According to Helen Dickinson, CEO of the British Retail Consortium (BRC), even the price of the most basic items saw “significant” rises in October, including the price of a cup of tea.
“While some supply chain costs are beginning to fall, this is more than offset by the cost of energy, meaning a difficult time ahead for retailers and households alike,” she says.
Fake reviews cause consumers to lose trust in brands
A majority (52%) of consumers say fake reviews make them lose trust in a brand, according to a survey of 10,000 global shoppers.
Just one fake review can cause cynicism among shoppers, with three-quarters stating that if they noticed one fake review it would make them less trustful of other reviews for the brand.
The research suggests this loss of trust could be costly for brands, with 81% saying they would avoid using a brand and 56% saying they wouldn’t purchase from a brand again. Meanwhile, 48% would leave a negative review and 16% would post about the company on social media.
Seven in 10 consumers say they want new standards for the retail industry to tackle fake reviews. Almost three-fifths (59%) think only verified customers should be able to post reviews, while 49% want retailers to undertake daily checks of customer content to weed out fake reviews. Over a quarter (27%) also want to see brands fined between 21 to 30% of their revenue if they breach standards.
Cost of living and inflation set to impact Black Friday spending
Spending during this year’s Black Friday sales is expected to fall to £1.7bn, a drop of around 15%, according to research from Retail Economics and HotUKDeals.

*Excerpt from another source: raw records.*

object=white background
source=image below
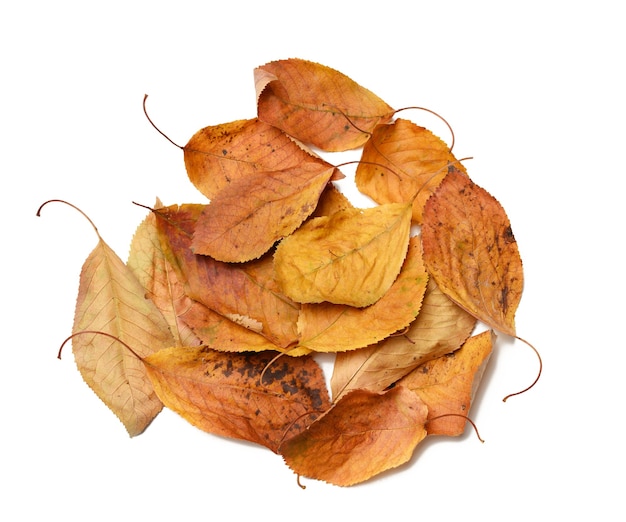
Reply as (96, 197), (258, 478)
(0, 0), (626, 522)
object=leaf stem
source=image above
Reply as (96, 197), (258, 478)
(426, 413), (485, 444)
(396, 107), (455, 152)
(37, 199), (100, 237)
(57, 330), (143, 360)
(143, 94), (184, 150)
(502, 336), (543, 402)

The data suggests that despite an expected “positive impact” from the FIFA World Cup, spending will drop as consumers face increased economic pressures. Consumers from the ‘average’ household are expected to spend £177 this year, a decline from more than £200 in other years.
It’s also claimed the “most affluent” households will bring their spending forward to Black Friday to take advantage of deals on offer, spending 13% more on average.
As this year’s Black Friday coincides with the World Cup, Retail Economics suggests that around one in five shoppers anticipate they’ll be spending more during this period compared to other years, as a result of the tournament.
Source: Retail Economics and HotUKDeals
Less than one in five people prefer to shop only online
Only 18% of people prefer to shop online only, with 42% preferring a mix of online and in-person shopping.
When it comes to consumers choosing to shop in person, convenience is key. A majority of consumers (59%) prefer in-person shopping to be between two to 10 miles from their homes.
While many shoppers are still keen to visit retailers in person, they may turn to online sources before making their visit. An overwhelming 95% of those surveyed say they use Google to find local business information online generally.
Missing or incorrect information can stop shoppers from visiting a business, with 45% stating they are unlikely to visit a business with these issues online.
The research also finds the average person reads six reviews before deciding on a business. Google is the most trusted platform for reviews.